What penetrates deeper in water? Blue or voilet? I was wondering about what colour of light penetrates deepest, and stumbled upon this pic while reading about related content.

The pic shows, violet is penetrated to a lesser extent than blue. 
If this information is right, what could be the possible explanation? 
If light with higher energy penetrates deeper, then violet should reach to greatest of depth. Or is it because water absorbs violet light?
 A: The Wikipedia article on light absorption by water includes this graph of absorption in the visible region:

The minimum absorption, and therefore the greatest penetration is around $\lambda = 420$nm, which is on the boundary between blue and violet light.
However the spectrum of sunlight looks like this:

(picture from here)
Note that the intensity of sunlight peaks between $\lambda = 500$ and $550$nm and it falls rapidly at smaller wavelengths.
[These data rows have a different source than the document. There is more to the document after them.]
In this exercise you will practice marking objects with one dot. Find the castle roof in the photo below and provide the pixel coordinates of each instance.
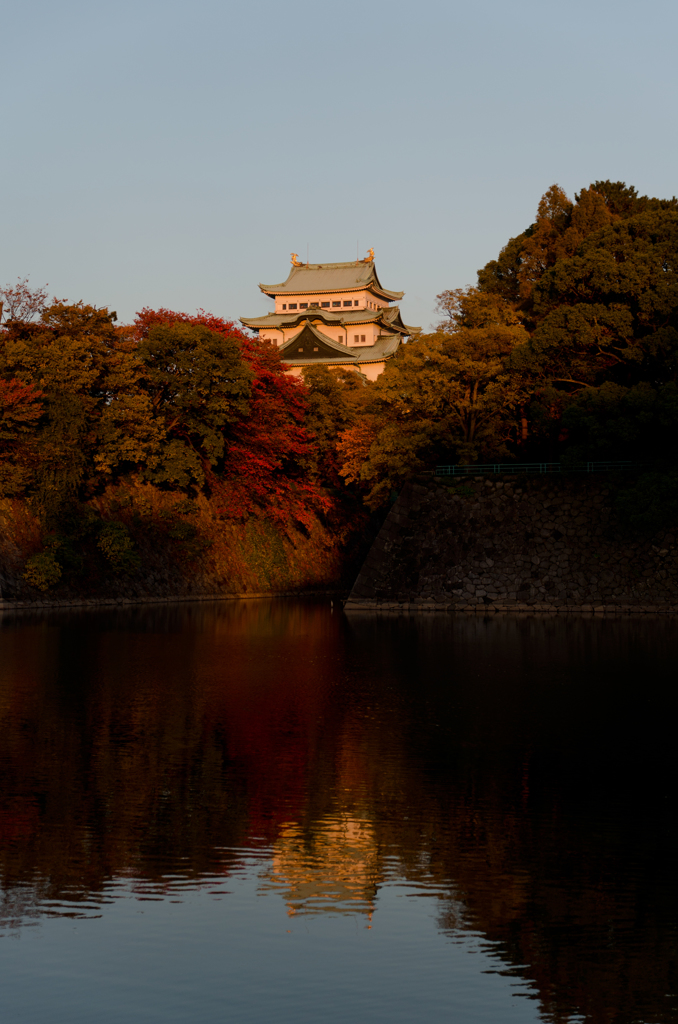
(310, 345)
(324, 278)
(388, 316)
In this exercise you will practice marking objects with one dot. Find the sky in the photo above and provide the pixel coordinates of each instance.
(174, 154)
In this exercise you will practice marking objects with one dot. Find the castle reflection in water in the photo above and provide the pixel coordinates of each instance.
(521, 770)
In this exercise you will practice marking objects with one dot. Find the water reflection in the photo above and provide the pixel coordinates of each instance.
(517, 773)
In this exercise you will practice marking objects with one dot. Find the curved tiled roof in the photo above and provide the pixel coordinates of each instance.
(388, 315)
(334, 353)
(316, 278)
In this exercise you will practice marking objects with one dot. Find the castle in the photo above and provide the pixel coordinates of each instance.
(337, 314)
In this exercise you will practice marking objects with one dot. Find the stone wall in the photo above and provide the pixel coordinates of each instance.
(515, 543)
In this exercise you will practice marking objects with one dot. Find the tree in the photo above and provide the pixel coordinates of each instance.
(22, 303)
(251, 444)
(446, 396)
(66, 356)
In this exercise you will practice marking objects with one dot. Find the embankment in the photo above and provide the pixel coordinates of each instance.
(165, 548)
(548, 544)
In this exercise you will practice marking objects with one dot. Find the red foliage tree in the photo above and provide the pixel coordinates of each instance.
(268, 452)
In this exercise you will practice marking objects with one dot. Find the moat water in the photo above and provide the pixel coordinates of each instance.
(268, 811)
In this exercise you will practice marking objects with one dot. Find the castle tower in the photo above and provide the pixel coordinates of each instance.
(335, 314)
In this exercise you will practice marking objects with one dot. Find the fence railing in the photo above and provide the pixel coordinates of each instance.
(535, 468)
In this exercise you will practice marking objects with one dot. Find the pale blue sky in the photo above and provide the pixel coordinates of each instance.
(174, 154)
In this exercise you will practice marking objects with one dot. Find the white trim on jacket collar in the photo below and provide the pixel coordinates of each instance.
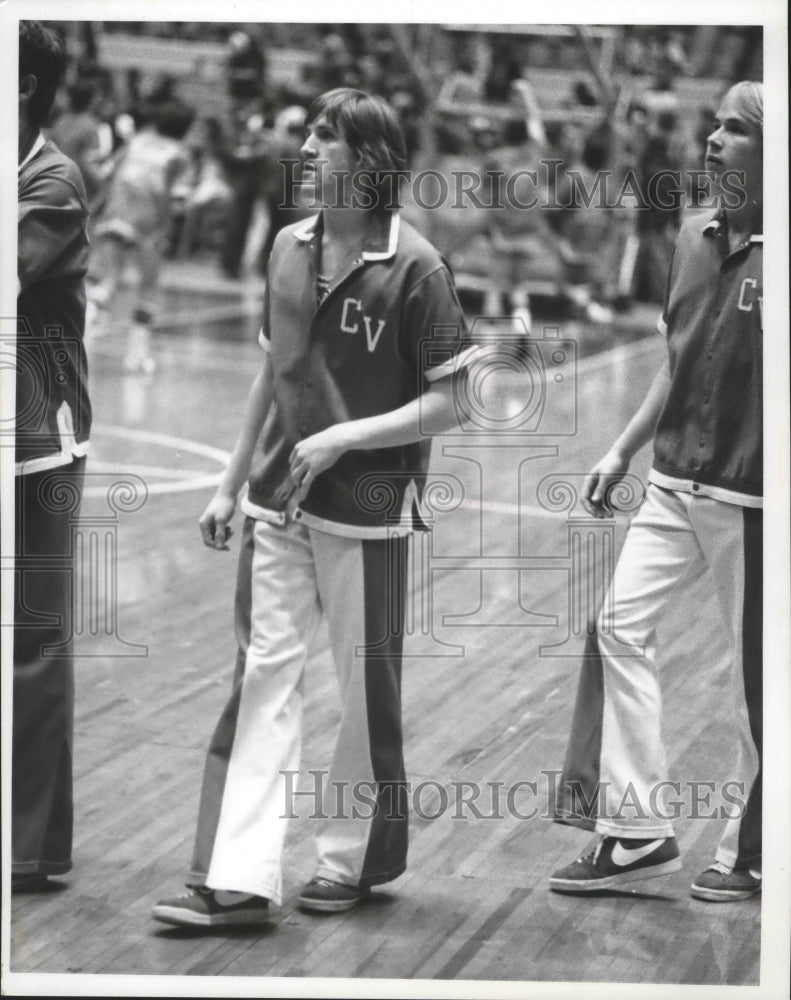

So even though water absorbs least at violet wavelengths the light intensity decreases because there isn't that much violet light in sunlight.
The maximum penetration at around $\lambda = 475$nm is a trade off between the decreased absorption and decreased intensity as the wavelength decreases.
A: I believe the conflicting wiki graphs (mentioned in the last comment) originate from the exact definitions of absorption (e.g. if scattering is taken into account, what type of light source etc.) as well as whether you use a theoritical model or empirical data.
This page https://omlc.org/spectra/water/abs/index.html suggests that the minimum is now around 420ish nm, close to Rennie's answer. The convolution of that absorption curve with the solar spectrum (which also depends on time, location, conditions etc.) at sea level, combined with the various water conditions can be turned into a practical answer (for divers, submariners etc.) of roughly 475nm. Probably plus or minus 20nm depending on the conditions I mentioned.